After a federal appeals court turned down the state’s request to put the ruling on hold while it considers the case, state officials asked the Supreme Court to step in.

The officials said they would have no objection to the injunction were it limited to Hamburger Mary’s. But they said Judge Presnell should not have blocked the law throughout the state.

The question of how broadly injunctions should sweep has been the subject of controversy for years, and lawyers and scholars have questioned whether and when so-called nationwide or universal injunctions are appropriate. Some justices have indicated that the court should address the question in an appropriate case.
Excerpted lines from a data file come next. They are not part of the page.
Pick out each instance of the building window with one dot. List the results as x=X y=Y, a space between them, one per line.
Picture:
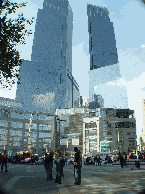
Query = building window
x=5 y=113
x=43 y=134
x=45 y=127
x=16 y=125
x=105 y=124
x=90 y=125
x=3 y=123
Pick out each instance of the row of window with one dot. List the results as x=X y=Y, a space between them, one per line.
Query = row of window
x=25 y=116
x=4 y=123
x=90 y=125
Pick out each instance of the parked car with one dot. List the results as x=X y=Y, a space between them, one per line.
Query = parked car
x=89 y=160
x=70 y=160
x=40 y=161
x=28 y=160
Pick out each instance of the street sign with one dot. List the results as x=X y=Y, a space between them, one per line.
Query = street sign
x=104 y=143
x=63 y=141
x=75 y=141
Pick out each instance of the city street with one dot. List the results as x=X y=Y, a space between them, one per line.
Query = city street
x=31 y=179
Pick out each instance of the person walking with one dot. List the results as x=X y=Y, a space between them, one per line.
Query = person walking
x=60 y=163
x=121 y=161
x=45 y=161
x=4 y=161
x=49 y=165
x=77 y=166
x=95 y=160
x=99 y=161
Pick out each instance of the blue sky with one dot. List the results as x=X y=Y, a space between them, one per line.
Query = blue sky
x=128 y=21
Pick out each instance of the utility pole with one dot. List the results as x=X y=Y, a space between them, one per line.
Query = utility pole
x=59 y=130
x=30 y=135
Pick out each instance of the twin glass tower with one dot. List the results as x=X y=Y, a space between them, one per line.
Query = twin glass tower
x=104 y=66
x=47 y=83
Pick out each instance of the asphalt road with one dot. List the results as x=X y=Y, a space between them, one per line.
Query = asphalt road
x=31 y=179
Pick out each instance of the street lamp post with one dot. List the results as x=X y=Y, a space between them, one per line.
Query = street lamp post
x=59 y=130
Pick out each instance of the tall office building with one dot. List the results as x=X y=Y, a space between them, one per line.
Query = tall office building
x=143 y=133
x=46 y=81
x=102 y=43
x=104 y=66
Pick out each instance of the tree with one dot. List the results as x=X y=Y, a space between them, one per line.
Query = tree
x=12 y=33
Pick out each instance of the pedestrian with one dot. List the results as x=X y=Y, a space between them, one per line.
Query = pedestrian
x=45 y=161
x=95 y=159
x=1 y=158
x=4 y=161
x=121 y=161
x=106 y=158
x=99 y=161
x=77 y=166
x=60 y=163
x=49 y=165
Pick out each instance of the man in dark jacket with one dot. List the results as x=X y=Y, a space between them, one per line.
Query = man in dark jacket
x=121 y=161
x=49 y=165
x=4 y=161
x=77 y=166
x=60 y=163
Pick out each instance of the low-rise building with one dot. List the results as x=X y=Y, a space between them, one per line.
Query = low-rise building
x=15 y=124
x=109 y=130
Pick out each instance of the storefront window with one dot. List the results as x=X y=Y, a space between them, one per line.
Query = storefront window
x=3 y=123
x=16 y=125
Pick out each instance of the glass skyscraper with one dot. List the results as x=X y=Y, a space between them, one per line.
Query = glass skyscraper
x=104 y=66
x=46 y=81
x=102 y=43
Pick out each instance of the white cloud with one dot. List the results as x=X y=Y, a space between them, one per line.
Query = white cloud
x=142 y=46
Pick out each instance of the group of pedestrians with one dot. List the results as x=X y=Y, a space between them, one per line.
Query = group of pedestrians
x=4 y=160
x=97 y=160
x=60 y=163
But the one involving the Florida law has a distinctive feature that makes it unrepresentative of the general problem. Judge Presnell’s injunction rested on a doctrine peculiar to First Amendment cases, one that allows judges to strike down overbroad laws because of their chilling effect on others’ speech.

In his statement on Thursday, Justice Kavanaugh wrote that “the question of whether a district court, after holding that a law violates the Constitution, may nonetheless enjoin the government from enforcing that law against nonparties to the litigation is an important question that could warrant our review in the future.”

But, he added, the case on the Florida law was an “imperfect vehicle.”

“The issue arises here in the context of a First Amendment overbreadth challenge, which presents its own doctrinal complexities about the scope of relief,” he wrote. “This case is therefore an imperfect vehicle for considering the general question of whether a district court may enjoin a government from enforcing a law against nonparties to the litigation.”